Use Co-Z arithmetic for precomputations

peterdettman commented at 12:51 pm on June 25, 2014: contributor

Selected Co-Z formulas from “Scalar Multiplication on Weierstraß Elliptic Curves from Co-Z Arithmetic” (Goundar, Joye, et. al.) added as group methods with new type sep256k1_coz_t.
Co-Z methods used for point precomputations in secp256k1_ecmult.
WINDOW_A size increased to 6 since the precomputation is much faster per-point.
DBLU cost: 3M+4S, ZADDU cost: 5M+2S.
From 2.4% to 3.8% faster ‘bench’ results, depending on configuration.

(UPDATE: Technique explicitly described in https://eprint.iacr.org/2008/051)

It’s probably best to have a read of the paper (http://joye.site88.net/papers/GJMRV11regpm.pdf) if not familiar with Co-Z arithmetic, but roughly it’s based on the observations that

points with equal Z coordinate (Co-Z) can be added very cheaply.
an input to a Co-Z double or add can be updated to have the same Z coordinate as the result, almost for free, allowing “chaining” of operations.

This works out well for generating a table of 1P, (2P), 3P, 5P, etc… as the 2P can be created with the same Z as 1P, then added to 1P, 3P, etc., in each case being updated to have the same Z as the previous output, which is also the next input.
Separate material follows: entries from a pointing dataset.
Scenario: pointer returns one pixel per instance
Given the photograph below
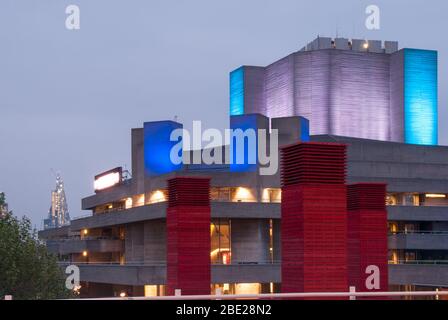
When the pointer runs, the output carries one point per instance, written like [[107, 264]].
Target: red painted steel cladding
[[314, 218], [367, 233], [188, 236], [314, 238], [313, 163]]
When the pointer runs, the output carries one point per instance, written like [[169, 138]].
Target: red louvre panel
[[367, 234], [188, 236], [314, 218], [313, 163], [189, 191], [314, 238]]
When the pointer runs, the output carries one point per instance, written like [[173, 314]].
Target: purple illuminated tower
[[355, 88]]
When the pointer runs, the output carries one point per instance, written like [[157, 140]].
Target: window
[[220, 241]]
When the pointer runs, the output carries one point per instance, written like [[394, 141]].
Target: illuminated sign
[[237, 92], [108, 179], [158, 146], [420, 97]]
Then the total cost for a table of 8 values is 3M+4S + 7(5M+2S) = 38M+18S, compared to 3M+4S + 7(12M+4S) = 87M+32S. Alternatively, as this PR does, a table of 16 values can be built instead for 3M+4S + 15(5M+2S) = 78M+34S, which is still cheaper than the current table generation; then ~6 point additions are saved during the scalar multiplication (72M+24S), for a total saving of 72M+24S + 87M+32S - (78M+34S) = 81M+22S, or ~100M.

Timing results for ‘bench’ across a variety of configurations (bignum=gmp throughout):

Field	Endo?	Before	After	%Perf
64bit	yes	1m10.623s	1m8.147s	+3.6%
64bit	no	1m35.524s	1m32.660s	+3.1%
32bit	yes	1m43.756s	1m39.973s	+3.8%
32bit	no	2m21.871s	2m17.690s	+3.0%
gmp	yes	1m41.278s	1m37.710s	+3.7%
gmp	no	2m24.717s	2m21.326s	+2.4%

gmaxwell commented at 1:01 am on June 27, 2014: contributor

If this gives a fast point tripling…, I seem to recall seeing some work using multi-base numbers— e.g. where a scalar is expressed as sum(2^n_x_n) + sum(3^n_y_n), and there was some fast encoding into that overcomplete basis. The result of doing so tended to render the numbers much more sparse (more zeros) and thus save a lot of additions.
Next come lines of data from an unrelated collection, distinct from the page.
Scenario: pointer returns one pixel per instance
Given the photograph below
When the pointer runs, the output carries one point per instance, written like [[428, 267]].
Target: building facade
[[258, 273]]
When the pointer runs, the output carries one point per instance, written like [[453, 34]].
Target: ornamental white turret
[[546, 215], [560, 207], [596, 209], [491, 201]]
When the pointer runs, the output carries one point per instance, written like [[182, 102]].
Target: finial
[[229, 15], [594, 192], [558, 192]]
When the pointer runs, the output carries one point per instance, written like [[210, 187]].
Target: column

peterdettman commented at 6:32 am on June 27, 2014: contributor

@gmaxwell See e.g https://eprint.iacr.org/2008/285.pdf . It might be worth trying, but it looks like the results would be marginal (vs 5-NAF or especially 6-NAF above). Tripling with the co-z formulas above is just dblu/zaddu, which I would guess corresponds pretty closely to direct tripling formula (http://www.hyperelliptic.org/EFD/g1p/auto-shortw-jacobian-0.html), although you get 2P as an output too.

sipa commented at 4:08 pm on July 8, 2014: contributor

With unconditional 2-3% performance increase, I certainly want this, but I’ll need some time to read up on the math :)

peterdettman commented at 12:36 pm on July 16, 2014: contributor

@sipa Let me know if you have any questions; I think I stuck fairly close to the algorithms as given in the main body of the paper, but perhaps a sign was switched here or there to reduce the number of _negate calls. It wouldn’t surprise me if they could yet be improved a little; I was pretty happy with the initial results and didn’t spend much time past that.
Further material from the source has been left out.